CNJ COMMENT - Safe to say, hospital is being handed to private sector
Published: 7 April, 2011
PIECE by piece, one of our foremost NHS institutions is being dismantled.
The Royal Free Hospital has announced the loss of 450 posts.
About one tenth of the workforce – nurses, porters, doctors and managers who make the place tick – will fall victim to a budget cut this year of £40million. More are expected to follow next year.
But it is not just the morale-sapping loss of these hard-working and principled staff that is cause for concern.
There is intense pressure to balance the books to achieve independently run Foundation Trust status. With funding drying up, hospital bosses have already confirmed they will use new freedoms and open the floodgates to private patients.
Changes introduced by the previous Labour government saw an expert team of physiotherapists at the Free was “outsourced” to a private provider in 2009.
Some NHS treatments are already considered “optional” and are no longer available for free. Services such as emergency stroke care have been moved away never to return. Where will this end?
The Royal Free chief executive believes “quality” will not be affected.
But, for many, it is quantity, not quality, that is the important factor. What use is quality when little remains?
“The NHS is safe in our hands,” claimed David Cameron, shortly before the 2010 general election.
It will only last as long as there are people prepared to stand up for it. The only hands it is safe in are our own.
Doubts over Ripper killing
NINE years after three women died at the hands of a murderer in Camden Town, there remains a feeling that everything has not been explained in full.

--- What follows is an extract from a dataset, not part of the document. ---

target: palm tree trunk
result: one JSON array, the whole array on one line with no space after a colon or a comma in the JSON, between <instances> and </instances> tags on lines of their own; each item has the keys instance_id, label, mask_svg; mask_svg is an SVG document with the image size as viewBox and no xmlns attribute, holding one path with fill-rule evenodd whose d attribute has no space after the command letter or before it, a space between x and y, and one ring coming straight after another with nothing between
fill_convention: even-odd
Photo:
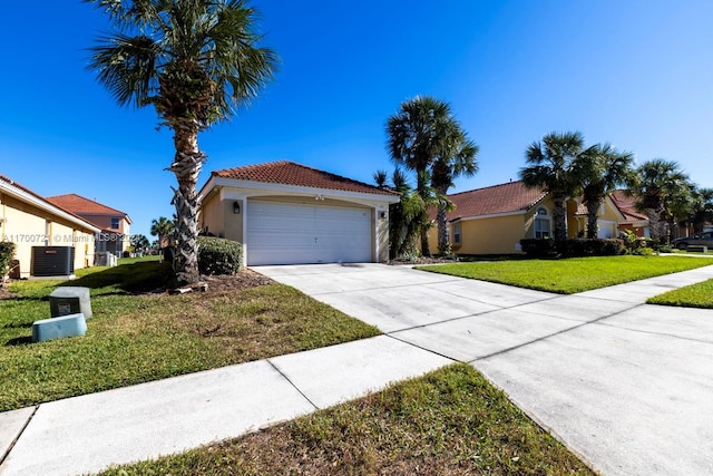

The pathologist who ruled one of the women Anthony Hardy killed had died from natural causes has been suspended for four months for failing to meet the standards expected of him. Whatever is thought of the penalty, his role in the case has now been scrutinised in public.
Yet other lingering laments about the case have never been afforded the same scrutiny. Inquiries held behind closed doors have left relatives of one of the victims, at least, with a haunting feeling that missed opportunities to stop a killer have never been squarely explained. For what was one of Camden’s most horrific criminal cases, no stone should have been left unturned in answering their questions.
As things stand, with the case falling deeper into the history books, the picture remains patchy. The repeated calls for a public inquiry were not frivolous.
It was a certain shame they were ignored.